1. College of Pharmaceutical Sciences, Zhejiang University, Hangzhou 310058, China.
2. Institute of Pharmacology & Toxicology, Zhejiang Province Key Laboratory of Anti-Cancer Drug Research, College of Pharmaceutical Sciences and Cancer Center, Zhejiang University, Hangzhou 310058, China.
3. Zhongshan Institute for Drug Discovery, Shanghai Institute of Materia Medica, Chinese Academy of Sciences, Guangdong 528400, China.

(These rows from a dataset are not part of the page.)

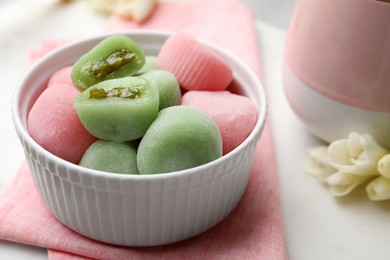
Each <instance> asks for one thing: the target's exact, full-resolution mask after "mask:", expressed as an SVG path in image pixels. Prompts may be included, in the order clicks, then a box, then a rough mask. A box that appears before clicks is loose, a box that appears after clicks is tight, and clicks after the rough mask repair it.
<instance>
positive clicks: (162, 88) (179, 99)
mask: <svg viewBox="0 0 390 260" xmlns="http://www.w3.org/2000/svg"><path fill="white" fill-rule="evenodd" d="M141 76H142V77H143V78H148V79H151V80H154V82H156V85H157V87H158V93H159V97H160V105H159V110H161V109H164V108H166V107H170V106H175V105H180V103H181V91H180V86H179V82H178V81H177V79H176V78H175V76H173V74H172V73H170V72H168V71H165V70H152V71H149V72H147V73H144V74H142V75H141Z"/></svg>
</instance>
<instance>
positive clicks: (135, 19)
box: [88, 0, 158, 22]
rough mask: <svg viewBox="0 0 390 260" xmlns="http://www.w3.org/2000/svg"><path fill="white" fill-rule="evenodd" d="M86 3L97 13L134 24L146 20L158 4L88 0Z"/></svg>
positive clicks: (152, 11) (107, 0)
mask: <svg viewBox="0 0 390 260" xmlns="http://www.w3.org/2000/svg"><path fill="white" fill-rule="evenodd" d="M88 2H89V5H90V6H91V7H92V8H93V9H95V10H97V11H99V12H103V13H107V14H117V15H119V16H121V17H123V18H126V19H131V20H134V21H136V22H142V21H144V20H145V19H146V18H148V17H149V16H150V14H151V13H152V12H153V10H154V9H155V7H156V5H157V4H158V1H157V0H88Z"/></svg>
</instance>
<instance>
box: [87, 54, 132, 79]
mask: <svg viewBox="0 0 390 260" xmlns="http://www.w3.org/2000/svg"><path fill="white" fill-rule="evenodd" d="M135 57H136V54H135V53H132V52H130V51H129V50H127V49H120V50H118V51H116V52H114V53H112V54H110V55H109V56H108V57H107V58H105V59H98V60H97V61H95V62H94V63H87V64H85V67H84V68H83V69H82V70H84V71H88V72H89V74H91V75H93V76H95V77H96V78H97V79H104V78H105V77H106V76H107V75H110V74H111V73H113V72H115V71H117V70H119V69H121V68H122V67H124V66H126V65H127V64H129V63H130V62H131V61H132V60H133V59H134V58H135Z"/></svg>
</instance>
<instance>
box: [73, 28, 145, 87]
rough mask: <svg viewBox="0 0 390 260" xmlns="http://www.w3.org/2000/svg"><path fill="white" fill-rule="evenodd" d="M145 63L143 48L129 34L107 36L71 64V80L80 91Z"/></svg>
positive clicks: (138, 68)
mask: <svg viewBox="0 0 390 260" xmlns="http://www.w3.org/2000/svg"><path fill="white" fill-rule="evenodd" d="M144 64H145V55H144V53H143V51H142V49H141V48H140V47H139V46H138V45H137V44H136V43H135V42H134V41H133V40H132V39H131V38H129V37H126V36H123V35H114V36H110V37H108V38H106V39H104V40H103V41H101V42H100V43H98V44H97V45H96V46H95V47H94V48H92V49H91V50H90V51H88V52H87V53H85V54H84V55H83V56H81V57H80V58H79V59H78V60H77V61H76V63H75V64H74V65H73V68H72V72H71V79H72V82H73V83H74V84H75V85H76V86H77V87H79V88H80V89H82V90H85V89H87V88H88V87H90V86H93V85H95V84H97V83H99V82H102V81H104V80H107V79H114V78H120V77H125V76H131V75H132V74H134V73H136V72H137V71H139V70H140V69H141V68H142V67H143V66H144Z"/></svg>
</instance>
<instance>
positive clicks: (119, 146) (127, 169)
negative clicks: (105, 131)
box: [79, 140, 138, 174]
mask: <svg viewBox="0 0 390 260" xmlns="http://www.w3.org/2000/svg"><path fill="white" fill-rule="evenodd" d="M137 146H138V145H137V143H136V142H124V143H116V142H112V141H107V140H97V141H96V142H94V143H93V144H92V145H91V146H90V147H89V148H88V149H87V151H86V152H85V154H84V156H83V158H81V161H80V163H79V165H80V166H83V167H86V168H90V169H95V170H99V171H105V172H112V173H123V174H138V168H137Z"/></svg>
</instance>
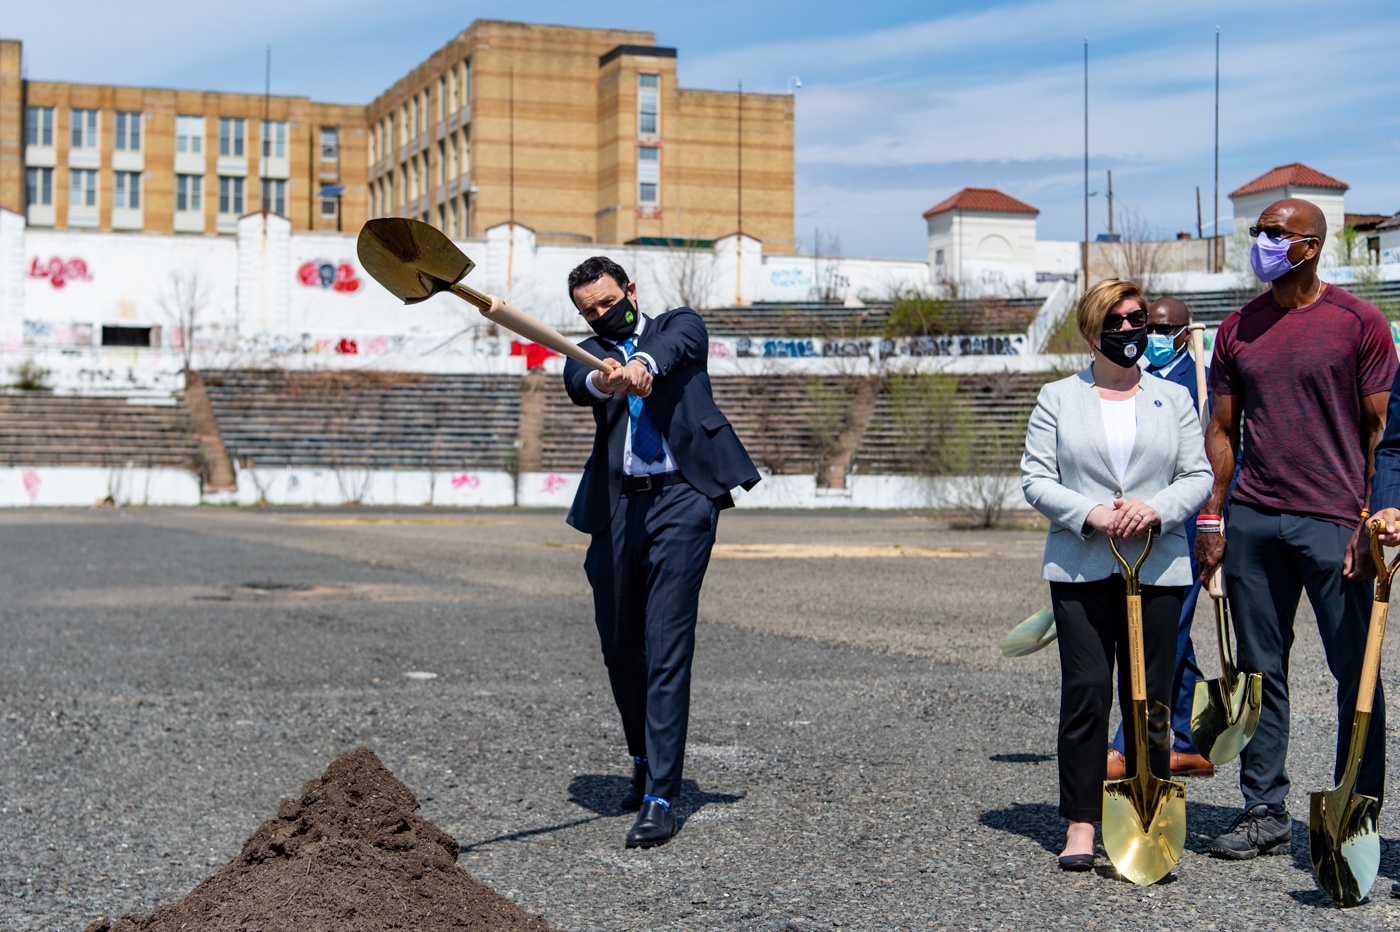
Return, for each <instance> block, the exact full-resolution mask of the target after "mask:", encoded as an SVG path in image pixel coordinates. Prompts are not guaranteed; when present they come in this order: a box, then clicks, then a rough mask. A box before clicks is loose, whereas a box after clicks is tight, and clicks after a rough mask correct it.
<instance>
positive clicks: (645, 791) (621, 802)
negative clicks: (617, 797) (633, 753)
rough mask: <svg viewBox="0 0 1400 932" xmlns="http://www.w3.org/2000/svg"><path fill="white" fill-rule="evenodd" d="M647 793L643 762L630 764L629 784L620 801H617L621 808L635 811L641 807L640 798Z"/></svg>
mask: <svg viewBox="0 0 1400 932" xmlns="http://www.w3.org/2000/svg"><path fill="white" fill-rule="evenodd" d="M645 795H647V768H645V765H643V764H633V765H631V786H629V788H627V792H624V793H623V796H622V802H620V803H617V805H619V806H622V807H623V809H629V810H631V812H636V810H637V809H641V798H643V796H645Z"/></svg>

4. Centre for Artificial Intelligence Driven Drug Discovery, Faculty of Applied Sciences, Macao Polytechnic University, Macao 999078, China.

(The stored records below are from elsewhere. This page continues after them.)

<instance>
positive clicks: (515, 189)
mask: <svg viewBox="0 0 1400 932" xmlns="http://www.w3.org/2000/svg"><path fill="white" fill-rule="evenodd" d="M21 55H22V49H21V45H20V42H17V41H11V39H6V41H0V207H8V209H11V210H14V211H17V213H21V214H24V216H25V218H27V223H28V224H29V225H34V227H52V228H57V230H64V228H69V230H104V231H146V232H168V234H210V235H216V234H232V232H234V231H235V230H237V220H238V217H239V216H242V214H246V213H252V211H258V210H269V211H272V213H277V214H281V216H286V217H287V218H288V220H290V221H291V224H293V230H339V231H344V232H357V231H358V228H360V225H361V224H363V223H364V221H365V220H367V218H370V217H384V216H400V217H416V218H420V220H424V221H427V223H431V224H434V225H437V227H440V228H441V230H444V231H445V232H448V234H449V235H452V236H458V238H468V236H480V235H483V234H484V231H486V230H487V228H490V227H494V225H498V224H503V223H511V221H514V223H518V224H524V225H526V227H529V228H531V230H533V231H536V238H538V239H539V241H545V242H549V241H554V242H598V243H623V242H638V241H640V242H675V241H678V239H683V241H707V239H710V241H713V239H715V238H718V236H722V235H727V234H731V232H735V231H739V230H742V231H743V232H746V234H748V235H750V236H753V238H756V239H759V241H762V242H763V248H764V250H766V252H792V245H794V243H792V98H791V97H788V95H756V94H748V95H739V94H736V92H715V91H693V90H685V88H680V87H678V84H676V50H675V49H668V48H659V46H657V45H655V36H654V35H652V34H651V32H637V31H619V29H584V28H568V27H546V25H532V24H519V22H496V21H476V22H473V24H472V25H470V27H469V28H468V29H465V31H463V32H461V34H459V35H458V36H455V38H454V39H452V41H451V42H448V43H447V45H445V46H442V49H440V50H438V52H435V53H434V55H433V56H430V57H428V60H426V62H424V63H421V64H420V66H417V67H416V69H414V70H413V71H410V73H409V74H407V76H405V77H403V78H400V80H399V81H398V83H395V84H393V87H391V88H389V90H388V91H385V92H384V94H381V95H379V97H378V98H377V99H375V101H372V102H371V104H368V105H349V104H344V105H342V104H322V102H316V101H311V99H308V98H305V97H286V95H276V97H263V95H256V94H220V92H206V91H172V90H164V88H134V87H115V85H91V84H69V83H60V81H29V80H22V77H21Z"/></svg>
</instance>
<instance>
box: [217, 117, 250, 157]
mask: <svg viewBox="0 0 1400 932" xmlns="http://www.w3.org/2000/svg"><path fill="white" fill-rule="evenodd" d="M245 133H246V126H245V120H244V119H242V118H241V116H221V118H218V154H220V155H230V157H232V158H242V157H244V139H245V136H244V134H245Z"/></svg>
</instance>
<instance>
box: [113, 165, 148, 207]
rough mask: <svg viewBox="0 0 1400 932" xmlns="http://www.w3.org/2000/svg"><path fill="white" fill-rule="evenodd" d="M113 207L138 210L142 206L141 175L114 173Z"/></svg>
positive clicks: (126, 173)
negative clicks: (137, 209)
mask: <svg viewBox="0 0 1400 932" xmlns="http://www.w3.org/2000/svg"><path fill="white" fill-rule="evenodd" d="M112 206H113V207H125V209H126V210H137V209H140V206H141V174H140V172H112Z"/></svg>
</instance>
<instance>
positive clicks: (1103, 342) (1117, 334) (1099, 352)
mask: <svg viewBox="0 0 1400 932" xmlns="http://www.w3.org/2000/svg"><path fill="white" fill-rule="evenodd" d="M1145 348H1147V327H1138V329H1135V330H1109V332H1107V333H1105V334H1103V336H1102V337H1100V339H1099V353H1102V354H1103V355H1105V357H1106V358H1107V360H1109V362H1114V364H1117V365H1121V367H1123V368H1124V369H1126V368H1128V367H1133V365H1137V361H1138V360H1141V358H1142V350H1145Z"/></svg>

Publication Type:Journal Article
Keywords: HDAC7; Hematologic malignancies; Non-enzymatic function; PROTAC; Selectivity
From: Acta Pharmaceutica Sinica B 2025;15(3):1659-1679
CountryChina
Language:English
Abstract: HDAC7, a member of class IIa HDACs, plays a pivotal regulatory role in tumor, immune, fibrosis, and angiogenesis, rendering it a potential therapeutic target. Nevertheless, due to the high similarity in the enzyme active sites of class IIa HDACs, inhibitors encounter challenges in discerning differences among them. Furthermore, the substitution of key residue in the active pocket of class IIa HDACs renders them pseudo-enzymes, leading to a limited impact of enzymatic inhibitors on their function. In this study, proteolysis targeting chimera (PROTAC) technology was employed to develop HDAC7 drugs. We developed an exceedingly selective HDAC7 PROTAC degrader B14 which showcased superior inhibitory effects on cell proliferation compared to TMP269 in various diffuse large B cell lymphoma (DLBCL) and acute myeloid leukemia (AML) cells. Subsequent investigations unveiled that B14 disrupts BCL6 forming a transcriptional inhibition complex by degrading HDAC7, thereby exerting proliferative inhibition in DLBCL. Our study broadened the understanding of the non-enzymatic functions of HDAC7 and underscored the importance of HDAC7 in the treatment of hematologic malignancies, particularly in DLBCL and AML.